Arkansas tick season returns in forceMay 30, 2014
Kelly Loftin, Extension Entomologist
Fred Miller, Division of Agriculture Communications
FAYETTEVILLE, Ark. — Despite a cold winter that some hoped would kill off ticks, the pestilent pests are active and biting throughout Arkansas and neighboring states.
“This spring we’re seeing an abundance of lone star ticks and American dog ticks,” said Kelly Loftin, extension entomologist. Other species common in Arkansas include the blacklegged tick, the winter tick, the Gulf Coast tick and the brown dog tick.
Arriving with the ticks is the risk of serious illnesses, Loftin said. Some tick-borne diseases can be fatal if untreated, as evidenced by the recent death of a Delaware, Oklahoma, man from the Heartland virus. The disease has been linked to the lone star tick, according to the Center for Disease Control, and other cases of Heartland virus have been reported in Missouri and Tennessee.
Loftin said the lone star tick also may transmit southern tick-associated rash illness (STARI), ehrlichiosis and tularemia. The American Dog tick is considered the primary carrier of Rocky Mountain spotted fever.

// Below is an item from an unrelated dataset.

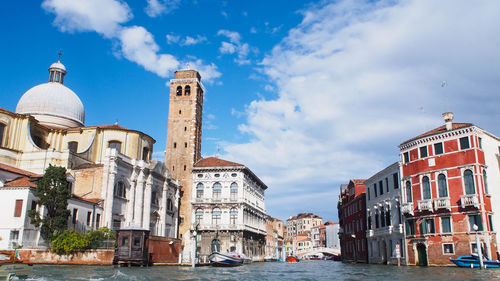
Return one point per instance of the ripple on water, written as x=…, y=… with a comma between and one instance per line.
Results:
x=305, y=270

Loftin said several people have asked him if this past winter’s harsh temperatures would kill the state’s ticks, and he said no.
“Tick species found in Arkansas are adapted to survive harsh winters,” Loftin said. “Some tick species survive in leaf litter, soil or other protected sites,” he said. “Others may survive the winter on a host animal.”
Loftin offered tips to avoid tick bites and exposure to potential tick-borne diseases:
• Avoid tick-infested areas, including dense vegetation, tall grass and the zones where open fields meet forested areas.
• Use tick repellants according to label instructions. Insect repellents containing DEET or clothing only repellents containing permethrin are most commonly used.
• Find and remove ticks. Check yourself, your children and pets frequently for ticks. Wear light-colored clothing in tick-infested areas. Bathe or shower as soon as possible after returning from tick-infested areas to wash off crawling ticks and locate attached ticks.
• Create a tick-safe zone in your yard by clearing tall grass and brush around homes and at the edge of lawns. A three-foot-wide barrier of wood chips or gravel between lawns and wooded areas will restrict tick migration into yards. Mow frequently, keep leaves raked, stack wood neatly and remove old furniture, mattresses or trash from yards.
• Examine gear — ticks can ride into the home on clothing, pets, backpacks, etc.
• Tumble clothes in a dryer on high heat for an hour to kill remaining ticks.
Loftin said attached ticks should be removed promptly. If removed within a few hours after biting, the chance of a tick-borne illness is greatly reduced.
Use clean, fine-tipped tweezers, pulling upward with a steady pressure, Loftin said. Don’t twist or jerk the tick as this can cause mouth parts to break off and remain in the skin.
“Thoroughly clean the area the bite area and your hands with alcohol, an iodine scrub or soap and water,” Loftin said.
Loftin advised knowing the symptoms of tick-borne diseases. If seeing a healthcare provider, they should be alerted to any tick exposure.
Tick-borne diseases can also cause serious illness in pets and other domestic animals, Loftin said. He advised checking them frequently and using tick-control products recommended by veterinarians.